L'exception syrienne

Caroline Donati

La Découverte


Près de dix ans après son arrivée au pouvoir en 2000, Bachar al-Assad demeure confronté à des défis considérables. L'«héritier» d’Hafez al-Assad a entrepris de rendre à la Syrie son statut d’acteur majeur du Moyen-Orient. Or, en dépit de son alliance avec Téhéran, d’une influence maintenue au Liban - après le retrait de son armée en 2005 -et de relais avancés dans le nouvel Irak, la pertinence stratégique syrienne est érodée. Par ailleurs, la recomposition autoritaire a accentué le repli du pouvoir sur lui-même; elle a marginalisé davantage le Ba’th et creusé les écarts entre une élite enrichie et «mondialisée» et une majorité appauvrie.

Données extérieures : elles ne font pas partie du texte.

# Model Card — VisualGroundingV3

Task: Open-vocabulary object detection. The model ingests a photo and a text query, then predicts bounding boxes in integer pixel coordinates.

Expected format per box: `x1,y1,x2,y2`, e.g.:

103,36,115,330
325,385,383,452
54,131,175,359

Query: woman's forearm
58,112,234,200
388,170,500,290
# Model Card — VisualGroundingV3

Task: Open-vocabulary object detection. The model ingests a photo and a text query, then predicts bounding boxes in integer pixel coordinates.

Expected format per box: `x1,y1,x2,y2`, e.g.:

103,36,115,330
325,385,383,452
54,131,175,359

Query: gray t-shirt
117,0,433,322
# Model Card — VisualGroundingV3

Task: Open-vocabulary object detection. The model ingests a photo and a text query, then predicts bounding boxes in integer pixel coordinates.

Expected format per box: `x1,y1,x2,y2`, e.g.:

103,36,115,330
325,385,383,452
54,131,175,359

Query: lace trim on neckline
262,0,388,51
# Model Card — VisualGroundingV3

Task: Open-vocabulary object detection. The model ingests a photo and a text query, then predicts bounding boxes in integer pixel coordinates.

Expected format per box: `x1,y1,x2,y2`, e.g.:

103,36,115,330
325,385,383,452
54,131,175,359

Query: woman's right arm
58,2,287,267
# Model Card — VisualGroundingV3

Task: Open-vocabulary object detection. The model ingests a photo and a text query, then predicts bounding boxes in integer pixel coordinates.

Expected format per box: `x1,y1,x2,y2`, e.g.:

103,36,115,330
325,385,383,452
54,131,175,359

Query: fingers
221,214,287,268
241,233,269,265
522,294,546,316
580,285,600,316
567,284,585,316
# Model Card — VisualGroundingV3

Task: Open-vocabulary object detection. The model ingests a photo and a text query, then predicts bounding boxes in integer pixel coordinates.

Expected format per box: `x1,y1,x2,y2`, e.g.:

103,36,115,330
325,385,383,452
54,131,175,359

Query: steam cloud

Au terme d’un vaste travail d’enquête mené dans tout le pays, Caroline Donati analyse dans ce livre les évolutions du «système Assad» depuis sa mise en place en 1970, ainsi que celles de la société. Elle montre pourquoi l’ouverture économique accélérée sous Bachar a fragilisé les équilibres internes. Enfin, elle décrit comment la détresse sociale, le tarissement des ressources et l’absence de procédures démocratiques font le lit de mobilisations identitaires avivées par le contexte régional du réveil sunnite au revivalisme chrétien, jusqu’aux velléités autonomistes kurdes et à l’affirmation de l’ordre tribal.

L’aspiration au changement des intellectuels, de la mouvance islamiste et de la jeunesse étant systématiquement sanctionnée par un pouvoir aux aguets, les perspectives apparaissent bien incertaines pour une population dont la moitié a moins de vingt ans.



Diplômée de l’IEP de Paris, Caroline Donati, née en 1969, est journaliste indépendante. Spécialiste du Moyen-Orient, elle a été correspondante à Beyrouth pour La Croix (1996-2000) et a animé une émission sur l'actualité de la région à Radio-Orient Paris (2002-2004). Depuis 1993, elle a fait de nombreux séjours en Syrie.

 



INTRODUCTION


Damas, mai 2007. Des portraits de Bachar al-Assad couvrent la capitale syrienne, des bâtiments officiels aux immeubles jusqu'aux panneaux publicitaires. La Syrie ba'thiste est en campagne électorale: armée, Parti, syndicats, hommes d'affaires et religieux prêtent allégeance au candidat unique au référendum qui doit accorder un second mandat au chef de l'État sortant. On le voit à sa table de travail, étudiant de nombreux dossiers avec le sérieux qu'exige sa fonction; parfois en uniforme militaire, souvent en costume civil; ici, le bras levé en signe de défi, là, entouré de jeunes. L'allégeance se décline en arabe mais aussi en anglais: «Bashar, we love you», doit scander la population.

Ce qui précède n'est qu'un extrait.